Top Chef: Padma Lakshmi's Bio is Available Online - Official Bravo TV Site


----------



## Leon (Dec 11, 2007)

hmm... a little too tanorexic for my tastes. Rachel Ray is still where it's at


----------



## garcia3441 (Dec 11, 2007)

Leon said:


> Rachel Ray is still where it's at



I can't stand to listen to her. If I hear the words delish or yum-o, it makes my skin crawl.


----------



## poisonelvis (Dec 11, 2007)

umhmm


----------



## Chris (Dec 11, 2007)

poisonelvis said:


> umhmm,i've cooked a dish for her...hot butterd fat cock,all she can eat.



Come on dude, that's over the line.


----------



## poisonelvis (Dec 11, 2007)

sorry.


----------



## Leon (Dec 11, 2007)

garcia3441 said:


> I can't stand to listen to her. If I hear the words delish or yum-o, it makes my skin crawl.



well, she's not as bad as that Christina Can Cook lady. she's very Great Kat like, in that she seems to talk without ever closing her mouth.


----------



## Zepp88 (Dec 11, 2007)

Chris said:


> Come on dude, that's over the line.



You edit the post but also quote it so I can still read about his cooking? 

And, I think I'd still hit Rachel Ray first.


----------



## Stitch (Dec 11, 2007)

Chris fails.


----------



## garcia3441 (Dec 11, 2007)

Leon said:


> well, she's not as bad as that Christina Can Cook lady. she's very Great Kat like, in that she seems to talk without ever closing her mouth.



It's her accent and her made-up words that drive me insane.


----------



## garcia3441 (Dec 11, 2007)

Zepp88 said:


> You edit the post but also quote it so I can still read about his cooking?

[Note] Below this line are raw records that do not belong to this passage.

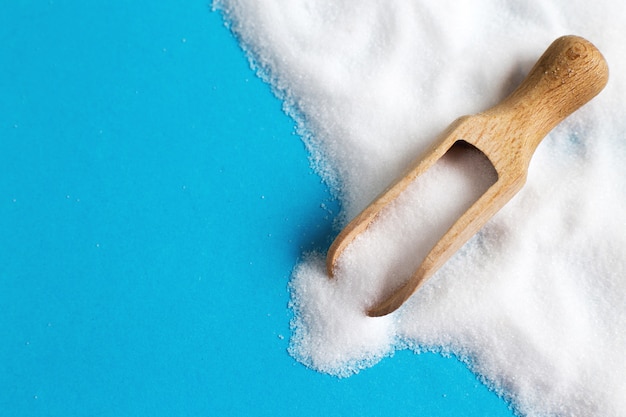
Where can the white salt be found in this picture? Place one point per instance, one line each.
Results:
(537, 299)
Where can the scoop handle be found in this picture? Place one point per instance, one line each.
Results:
(570, 73)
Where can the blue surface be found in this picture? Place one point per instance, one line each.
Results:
(153, 202)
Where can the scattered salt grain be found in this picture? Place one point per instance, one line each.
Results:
(538, 298)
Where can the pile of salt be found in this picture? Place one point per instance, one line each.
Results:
(538, 298)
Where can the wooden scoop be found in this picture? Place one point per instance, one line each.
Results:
(569, 74)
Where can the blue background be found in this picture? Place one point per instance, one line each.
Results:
(153, 201)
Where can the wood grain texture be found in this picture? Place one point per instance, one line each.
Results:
(570, 73)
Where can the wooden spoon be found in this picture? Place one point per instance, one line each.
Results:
(570, 73)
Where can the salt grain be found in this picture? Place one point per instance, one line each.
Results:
(538, 298)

Chris didn't edit his post. It was a self-edit.


----------



## Zepp88 (Dec 11, 2007)

Solution. Hit mute.


----------



## Zepp88 (Dec 11, 2007)

garcia3441 said:


> Chris didn't edit his post. It was a self-edit.



Oh, well. 


That's a potentially funny fuckup by Chris averted? Averted? Yes..averted...


----------



## garcia3441 (Dec 11, 2007)

Decisions, decisions....... an Indian supermodel who can cook, or a New Yawker who can't (Sorry, but some of the stuff she makes looks like what I feed my dog).


----------



## djpharoah (Dec 11, 2007)

Dude - she used to be even more fine before. Just  her and you will love the images. Rachel Ray is cute - but this woman is hot and educated and can speak 5 languages. For that I would cook for her!


----------



## Leon (Dec 11, 2007)

garcia3441 said:


> Decisions, decisions....... an Indian supermodel who can cook, or a New Yawker who can't (Sorry, but some of the stuff she makes looks like what I feed my dog).

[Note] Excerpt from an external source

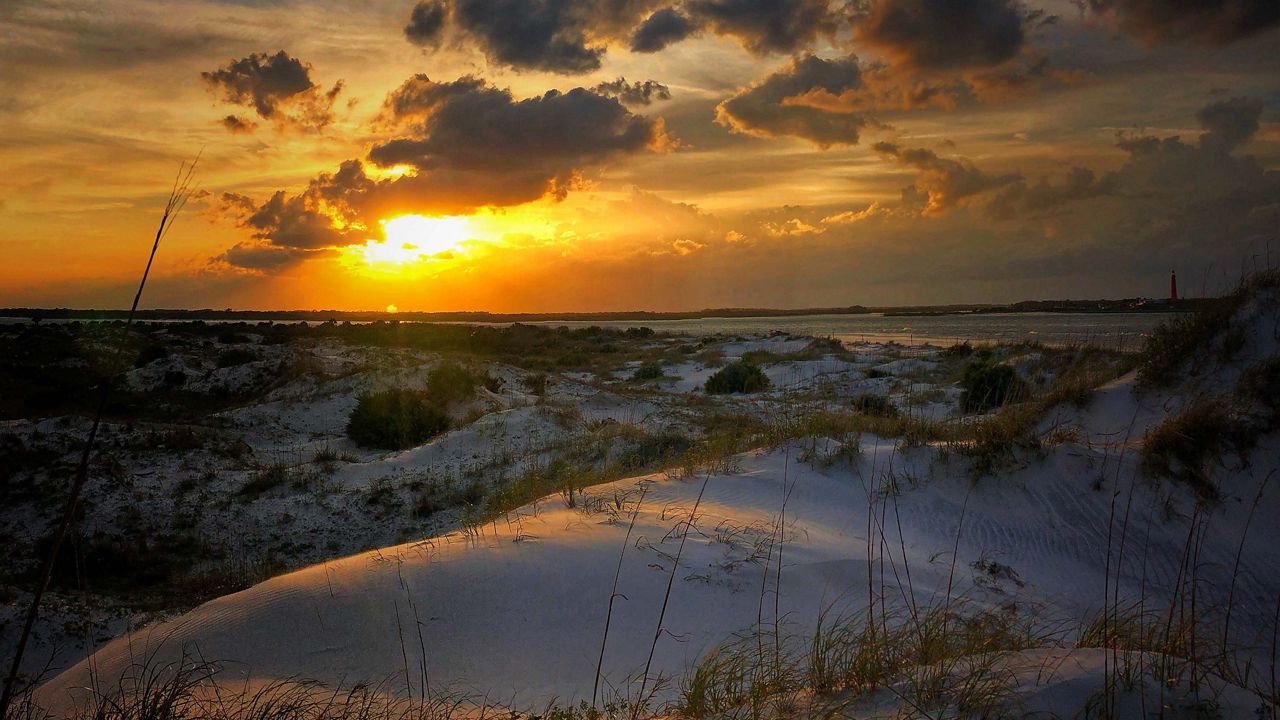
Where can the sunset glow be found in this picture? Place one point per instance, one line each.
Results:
(656, 155)
(415, 238)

i think that's some of the appeal. whether or not she can cook, she's just a hot chick with a cooking show, whereas the other lady is all over the place.

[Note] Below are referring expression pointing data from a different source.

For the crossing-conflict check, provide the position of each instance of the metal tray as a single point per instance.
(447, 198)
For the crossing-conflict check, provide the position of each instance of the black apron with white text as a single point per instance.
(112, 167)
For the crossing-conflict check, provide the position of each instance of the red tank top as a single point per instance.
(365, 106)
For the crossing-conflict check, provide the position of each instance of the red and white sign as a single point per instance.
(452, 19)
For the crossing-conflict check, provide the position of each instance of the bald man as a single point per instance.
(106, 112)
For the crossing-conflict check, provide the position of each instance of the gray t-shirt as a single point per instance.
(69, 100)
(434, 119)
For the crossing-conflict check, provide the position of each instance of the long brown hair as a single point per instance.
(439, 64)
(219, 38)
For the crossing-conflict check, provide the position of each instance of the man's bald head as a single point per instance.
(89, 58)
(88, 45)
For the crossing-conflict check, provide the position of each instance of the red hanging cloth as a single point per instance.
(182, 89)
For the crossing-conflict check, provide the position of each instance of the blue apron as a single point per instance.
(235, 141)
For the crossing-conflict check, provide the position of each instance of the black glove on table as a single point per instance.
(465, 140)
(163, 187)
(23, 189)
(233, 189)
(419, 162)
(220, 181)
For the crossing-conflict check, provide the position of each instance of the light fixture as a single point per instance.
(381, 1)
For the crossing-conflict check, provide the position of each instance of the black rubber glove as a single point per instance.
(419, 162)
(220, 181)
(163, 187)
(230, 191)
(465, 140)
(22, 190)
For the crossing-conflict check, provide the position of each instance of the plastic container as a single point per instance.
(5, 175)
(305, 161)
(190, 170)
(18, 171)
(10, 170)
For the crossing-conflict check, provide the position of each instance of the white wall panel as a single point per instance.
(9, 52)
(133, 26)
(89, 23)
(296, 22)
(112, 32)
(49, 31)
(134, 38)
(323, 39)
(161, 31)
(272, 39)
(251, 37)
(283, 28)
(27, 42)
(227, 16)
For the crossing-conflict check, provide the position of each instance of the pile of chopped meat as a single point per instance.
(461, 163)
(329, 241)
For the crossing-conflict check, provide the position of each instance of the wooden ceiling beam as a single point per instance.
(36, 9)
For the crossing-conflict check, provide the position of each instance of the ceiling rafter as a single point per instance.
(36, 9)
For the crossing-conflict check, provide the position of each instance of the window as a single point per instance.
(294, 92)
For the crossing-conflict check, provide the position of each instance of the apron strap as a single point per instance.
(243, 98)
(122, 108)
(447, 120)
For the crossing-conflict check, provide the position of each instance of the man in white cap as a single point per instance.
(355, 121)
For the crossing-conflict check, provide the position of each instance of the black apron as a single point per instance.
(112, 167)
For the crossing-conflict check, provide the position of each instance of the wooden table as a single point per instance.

given the chance, i'd let either one of them cook for me. but, when it comes to dessert...


----------



## garcia3441 (Dec 11, 2007)

Leon said:


> i think that's some of the appeal. whether or not she can cook, she's just a hot chick with a cooking show, whereas the other lady is all over the place.
> 
> given the chance, i'd let either one of them cook for me. but, when it comes to dessert...



There's someone at the 'I Hate Rachel Ray' forum that uses the same avatar.


----------



## ohio_eric (Dec 11, 2007)

Giada Delaurentis is where it's at.


----------



## Jason (Dec 11, 2007)

ohio_eric said:


> Giada Delaurentis is where it's at.



Ya  But she kinda has a tiny head


----------



## Leon (Dec 11, 2007)

garcia3441 said:


> There's someone at the 'I Hate Rachel Ray' forum that uses the same avatar.



what?! link?


----------



## Shawn (Dec 11, 2007)

I like Rachel Ray too. She does talk alot but her show is pretty cool.


----------



## BigM555 (Dec 11, 2007)

ohio_eric said:


> Giada Delaurentis is where it's at.





 x 1,000

I was wondering when common sense might enter this thread. 

Giada makes Rachel look like a school girl. I watch her show whenever it's on but ya know, it's funny, I can't remember a single damn thing she's ever cooked.


----------



## playstopause (Dec 11, 2007)

Petite powerhouse!


----------



## garcia3441 (Dec 12, 2007)

Leon said:


> what?! link?



rachael_ray_sux: Something we could all hope for.


----------